Abstract-Adaptive channel equalization algorithms are commonly used in wireless communications receivers to counter intersymbol interference, multi-path dispersion, and other time varying channel degradations. In this paper we obtain approximate expressions for the increase in mean square error of the LMS adaptive algorithm when the total processing power is decreased by reducing the number of data and filter coefficient bits used by the algorithm. We also obtain expressions for the power-optimal bit-allocation factor which determines the proportion of the bits allocated to the data vs. allocated to the coefficients. Numerical studies are presented for an exponential memory IS1 channel and 4-ary PSK signalling. These studies indicate that as few as 8 bits total are needed to equalize the channel and that most of these bits (6 out of 8) should be allocated to the filter coefficients.
I. INTRODUCTION
In a battery powered receiver, the adaptive equalization function consumes a significant portion of total processing power. For example the SINCGARS combat radio used by the US Army consumes on the average 7 Watts in receive mode of which more than 1 Watt is consumed by the channel equalizer [l] . Therefore the channel equalization function is a prime target for power reduction in these handsets. There have been many digital hardware design strategies proposed for power reduction including: reduction of supply voltage, reduction of clock speed and data rate, parallelization and pipelining of operations, using sign-magnitude arithmetic, and differential encoding of data [2] , [3] . Another technique, which is the springboard for this paper, is the reduction of the number of bits used to represent the data and control variables in the digital circuit. This bit width reduction strategy is very highly leveraged since it reduces the power dissipation everywhere in the data and control flow paths. This strategy is also very versatile since it can be applied to any hardware architecture and can be easily adjusted in real time by dynamically switching-off bus lines and register bits. However, bit width reduction generally entails a degradation in algorithm performance, as measured by adaptive algorithm convergence rate, steady state mean square error (MSE), and subsequent probability of bit error. This paper pro- vides an analysis of MSE degradation versus power reduction for a widespread class of adaptive algorithms popularly known as the LMS algorithm.

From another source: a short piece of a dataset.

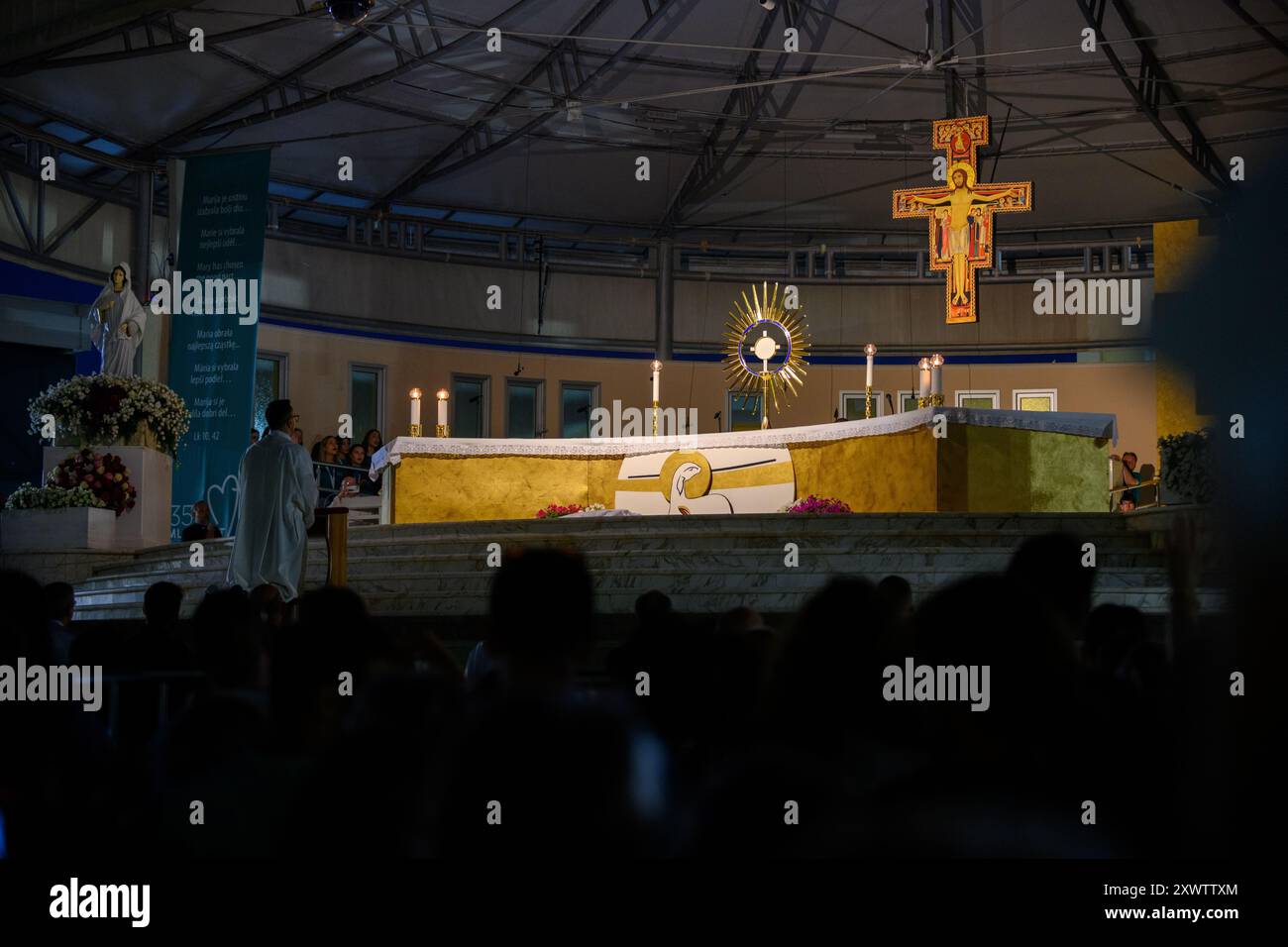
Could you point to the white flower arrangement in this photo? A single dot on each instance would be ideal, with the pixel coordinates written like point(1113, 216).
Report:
point(31, 497)
point(108, 410)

The LMS algorithm was introduced by Widrow [4] and is one of the most common adaptation algorithms found in practical systems such as channel equalizers [5] , adaptive antenna arrays [6] , and interference cancellation systems [7] . The LMS algorithm adapts the filter coefficients of an FIR filter driven by an error signal formed by subtracting the training signal from the received data. We consider a quantized version of the LMS algorithm, called QLMS, which is an LMS algorithm implemented with separate uniform scalar quantizers in the data path and the filter coefficient path, where the quantizers can have different resolutions. To obtain significant power reduction, we propose applying different pairs of quantizers during the transient acquisition phase and the steady state tracking phase of the algorithm. In this paper we focus on the steady state tracking phase.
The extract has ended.